Ludwig's research reported that mandibular prostheses with implant support have twice the masticatory efficiency compared to removable prostheses [20]. In addition, other studies have also shown that the masticatory force of implant-retained overdentures is more efficient than that of completely conventional dentures [31,32,33]. Although ME depends primarily on the function and the condition of remaining teeth and the type of restoration [32]. Other factors such as reduced salivary flow or muscle strength also resulting in reducing ME [34]. According to Carlsson et al., the occlusal pattern is more crucial than the number of teeth in estimating ME [35]. However, due to the small cases amount, these parameters were not determined in the present study. Nevertheless, result demonstrates a clear correlation between the number of implants and ME. With a small chewing cycles, less significant results were obtained because the overall mixing was relatively low. On the contrast, with a high number of chewing cycles, the gums were highly mixed that differences were shown between groups. Schimmel et al. suggested to use 20 chewing cycles for comparing ME as a standard examination to simulate real chewing situation [29]. In other studies, the number of 20 chewing cycles was also given as a reference since the significant differences can be observed [36,37,38,39].

The results of questionnaire scores were correlated with significant improvement in masticatory performance. All patients responded with a relatively high OHIP-G14 score before operation. This indicated an unsatisfaction of masticatory function from the edentulous patients. After one implant loading, the decreased OHIP-G14 score was observed. Although, with utilization of two and three implants for the overdenture, the OHRQoL increased significantly, after 1-year follow, patients satisfied with their restoration without significant changed in OHIP-G14 score. The similar results also presented in sum score with ascending. The different from OHIP-G14, high values suggested interpreted positively with patients’ feedback. Study by Walton et al. reported different conclusions. Total denture wearers had one or two implants placed in the edentulous mandible [40]. No significant differences in satisfaction between patients were found by placing one or two implants retained overdenture in the edentulous mandible. However, the study only compared inter-individual performance and satisfaction. In a recent systematic review, 28 studies reporting patient-reported outcomes from 1457 patients were included. It conducted there was a significantly positive effect of an additional implant in mandibular implant overdenture [41].

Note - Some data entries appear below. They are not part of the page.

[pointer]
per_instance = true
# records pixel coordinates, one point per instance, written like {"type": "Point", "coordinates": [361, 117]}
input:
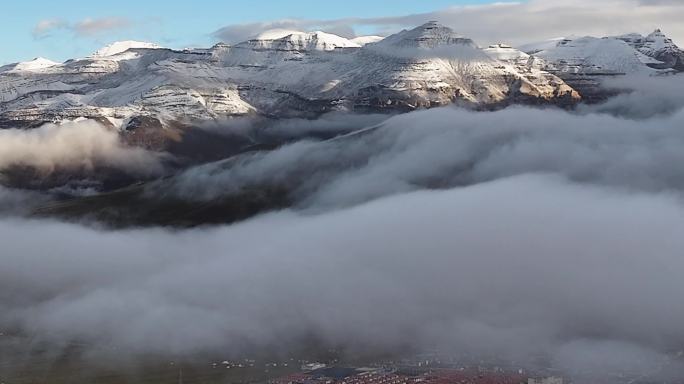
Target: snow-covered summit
{"type": "Point", "coordinates": [658, 46]}
{"type": "Point", "coordinates": [592, 55]}
{"type": "Point", "coordinates": [123, 46]}
{"type": "Point", "coordinates": [430, 35]}
{"type": "Point", "coordinates": [285, 40]}
{"type": "Point", "coordinates": [365, 40]}
{"type": "Point", "coordinates": [505, 52]}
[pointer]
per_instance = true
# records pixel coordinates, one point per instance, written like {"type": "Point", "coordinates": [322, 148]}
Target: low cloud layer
{"type": "Point", "coordinates": [515, 268]}
{"type": "Point", "coordinates": [75, 146]}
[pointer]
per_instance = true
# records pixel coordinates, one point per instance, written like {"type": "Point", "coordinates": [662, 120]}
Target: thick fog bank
{"type": "Point", "coordinates": [515, 268]}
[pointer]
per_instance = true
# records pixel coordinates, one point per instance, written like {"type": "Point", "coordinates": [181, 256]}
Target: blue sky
{"type": "Point", "coordinates": [73, 28]}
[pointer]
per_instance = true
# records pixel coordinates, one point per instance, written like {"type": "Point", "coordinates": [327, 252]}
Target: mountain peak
{"type": "Point", "coordinates": [287, 40]}
{"type": "Point", "coordinates": [118, 47]}
{"type": "Point", "coordinates": [427, 36]}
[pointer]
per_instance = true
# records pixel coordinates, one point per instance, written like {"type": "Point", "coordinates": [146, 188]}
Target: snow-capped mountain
{"type": "Point", "coordinates": [659, 47]}
{"type": "Point", "coordinates": [583, 62]}
{"type": "Point", "coordinates": [279, 73]}
{"type": "Point", "coordinates": [284, 73]}
{"type": "Point", "coordinates": [364, 40]}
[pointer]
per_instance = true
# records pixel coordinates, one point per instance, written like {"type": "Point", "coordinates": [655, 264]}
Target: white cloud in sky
{"type": "Point", "coordinates": [83, 28]}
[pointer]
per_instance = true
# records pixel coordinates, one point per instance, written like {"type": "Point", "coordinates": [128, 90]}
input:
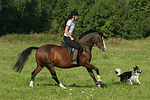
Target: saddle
{"type": "Point", "coordinates": [71, 49]}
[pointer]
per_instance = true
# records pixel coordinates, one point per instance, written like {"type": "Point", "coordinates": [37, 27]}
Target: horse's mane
{"type": "Point", "coordinates": [86, 33]}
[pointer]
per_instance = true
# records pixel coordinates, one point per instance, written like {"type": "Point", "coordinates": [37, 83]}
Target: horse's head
{"type": "Point", "coordinates": [99, 41]}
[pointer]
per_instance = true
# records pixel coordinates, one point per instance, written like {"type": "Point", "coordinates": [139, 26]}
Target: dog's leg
{"type": "Point", "coordinates": [130, 82]}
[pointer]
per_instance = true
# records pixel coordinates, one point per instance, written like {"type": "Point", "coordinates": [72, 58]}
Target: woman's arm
{"type": "Point", "coordinates": [66, 31]}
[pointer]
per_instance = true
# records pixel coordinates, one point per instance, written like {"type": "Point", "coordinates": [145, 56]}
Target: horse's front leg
{"type": "Point", "coordinates": [89, 67]}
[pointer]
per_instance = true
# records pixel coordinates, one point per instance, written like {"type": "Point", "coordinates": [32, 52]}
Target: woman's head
{"type": "Point", "coordinates": [74, 14]}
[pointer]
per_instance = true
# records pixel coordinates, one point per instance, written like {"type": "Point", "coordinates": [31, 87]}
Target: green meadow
{"type": "Point", "coordinates": [120, 53]}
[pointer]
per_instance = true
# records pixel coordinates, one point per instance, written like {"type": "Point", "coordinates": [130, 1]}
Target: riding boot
{"type": "Point", "coordinates": [74, 58]}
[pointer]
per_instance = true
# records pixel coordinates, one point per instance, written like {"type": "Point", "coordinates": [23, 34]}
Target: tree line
{"type": "Point", "coordinates": [128, 19]}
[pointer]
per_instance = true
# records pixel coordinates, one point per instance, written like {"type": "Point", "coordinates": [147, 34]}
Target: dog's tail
{"type": "Point", "coordinates": [118, 71]}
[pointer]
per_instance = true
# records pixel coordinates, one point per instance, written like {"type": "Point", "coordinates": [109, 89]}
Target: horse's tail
{"type": "Point", "coordinates": [18, 66]}
{"type": "Point", "coordinates": [118, 71]}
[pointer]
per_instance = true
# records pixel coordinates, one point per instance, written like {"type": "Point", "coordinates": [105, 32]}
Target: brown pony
{"type": "Point", "coordinates": [51, 55]}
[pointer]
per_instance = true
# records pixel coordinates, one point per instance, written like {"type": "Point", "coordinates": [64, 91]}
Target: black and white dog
{"type": "Point", "coordinates": [131, 76]}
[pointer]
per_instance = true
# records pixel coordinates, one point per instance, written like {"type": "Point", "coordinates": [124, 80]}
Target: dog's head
{"type": "Point", "coordinates": [137, 70]}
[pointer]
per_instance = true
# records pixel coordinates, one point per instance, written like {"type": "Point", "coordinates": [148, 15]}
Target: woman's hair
{"type": "Point", "coordinates": [73, 13]}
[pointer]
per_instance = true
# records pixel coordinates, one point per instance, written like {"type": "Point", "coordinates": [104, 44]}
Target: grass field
{"type": "Point", "coordinates": [124, 54]}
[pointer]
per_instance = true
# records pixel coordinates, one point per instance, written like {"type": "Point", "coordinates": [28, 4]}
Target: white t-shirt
{"type": "Point", "coordinates": [71, 25]}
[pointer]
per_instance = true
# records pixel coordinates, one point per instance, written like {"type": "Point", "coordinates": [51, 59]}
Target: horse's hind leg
{"type": "Point", "coordinates": [92, 75]}
{"type": "Point", "coordinates": [51, 68]}
{"type": "Point", "coordinates": [34, 73]}
{"type": "Point", "coordinates": [89, 67]}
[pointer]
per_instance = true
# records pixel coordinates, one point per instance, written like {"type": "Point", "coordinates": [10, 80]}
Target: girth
{"type": "Point", "coordinates": [71, 49]}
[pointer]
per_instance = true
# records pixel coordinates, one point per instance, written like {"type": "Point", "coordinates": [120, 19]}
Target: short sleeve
{"type": "Point", "coordinates": [69, 23]}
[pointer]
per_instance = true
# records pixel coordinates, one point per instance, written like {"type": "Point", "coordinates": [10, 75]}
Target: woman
{"type": "Point", "coordinates": [68, 35]}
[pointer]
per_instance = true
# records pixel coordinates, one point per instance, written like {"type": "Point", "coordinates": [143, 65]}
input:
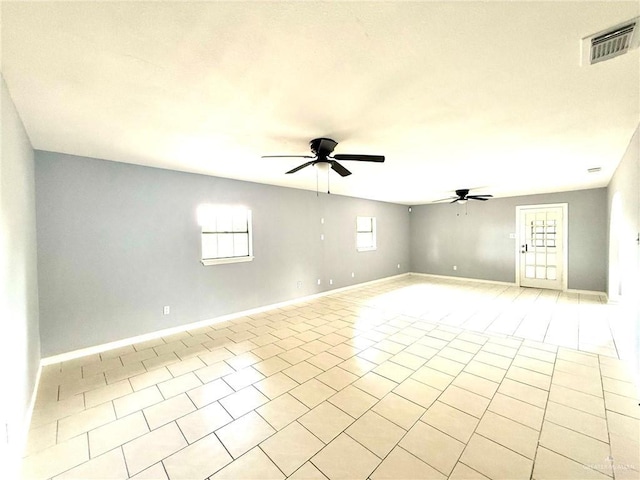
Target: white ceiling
{"type": "Point", "coordinates": [454, 94]}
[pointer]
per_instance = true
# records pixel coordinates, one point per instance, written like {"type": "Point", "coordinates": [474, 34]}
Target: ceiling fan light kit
{"type": "Point", "coordinates": [462, 196]}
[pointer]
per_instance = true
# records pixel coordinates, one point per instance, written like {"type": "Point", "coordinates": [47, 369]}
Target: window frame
{"type": "Point", "coordinates": [209, 218]}
{"type": "Point", "coordinates": [373, 232]}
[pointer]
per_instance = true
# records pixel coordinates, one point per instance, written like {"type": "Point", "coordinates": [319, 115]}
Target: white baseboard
{"type": "Point", "coordinates": [463, 279]}
{"type": "Point", "coordinates": [64, 357]}
{"type": "Point", "coordinates": [589, 292]}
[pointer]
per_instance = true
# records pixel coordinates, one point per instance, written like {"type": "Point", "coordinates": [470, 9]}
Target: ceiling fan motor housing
{"type": "Point", "coordinates": [322, 147]}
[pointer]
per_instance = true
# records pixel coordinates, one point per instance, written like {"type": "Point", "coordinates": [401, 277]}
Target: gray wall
{"type": "Point", "coordinates": [19, 336]}
{"type": "Point", "coordinates": [475, 238]}
{"type": "Point", "coordinates": [117, 242]}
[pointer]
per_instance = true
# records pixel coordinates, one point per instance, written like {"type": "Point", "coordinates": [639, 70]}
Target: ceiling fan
{"type": "Point", "coordinates": [322, 148]}
{"type": "Point", "coordinates": [462, 196]}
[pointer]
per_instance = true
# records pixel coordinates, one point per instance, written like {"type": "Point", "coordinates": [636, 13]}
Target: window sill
{"type": "Point", "coordinates": [222, 261]}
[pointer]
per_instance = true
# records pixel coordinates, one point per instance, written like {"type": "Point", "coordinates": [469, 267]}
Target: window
{"type": "Point", "coordinates": [365, 233]}
{"type": "Point", "coordinates": [226, 234]}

The limitation of the present study is the relatively short follow-up time and lack of comprehensive analysis of restoration’s efficiency. A recent systematic review indicated a significant improvement in masticatory performance for implant-supported prostheses at 12–36 months after prosthesis delivery [42]. Future studies should prioritize investigating the long-term outcomes of overdenture efficiency, including aspects such as the loosening or repair of locator components, particularly with reasonable numbers of implants utilized in larger sample size.

Conclusions

Given the limitation of a small number of cases and a short follow-up period, the present study's conclusions suggest that as the number of implants increases in the mandible, the masticatory efficiency consistently shows a significant increase, as demonstrated by the chewing gum test. With the investigation of the OHIP-G14 and sum score, the results of patient report outcome might be associated with the increase in the number of implants. Future studies need to be set up with a comparison group.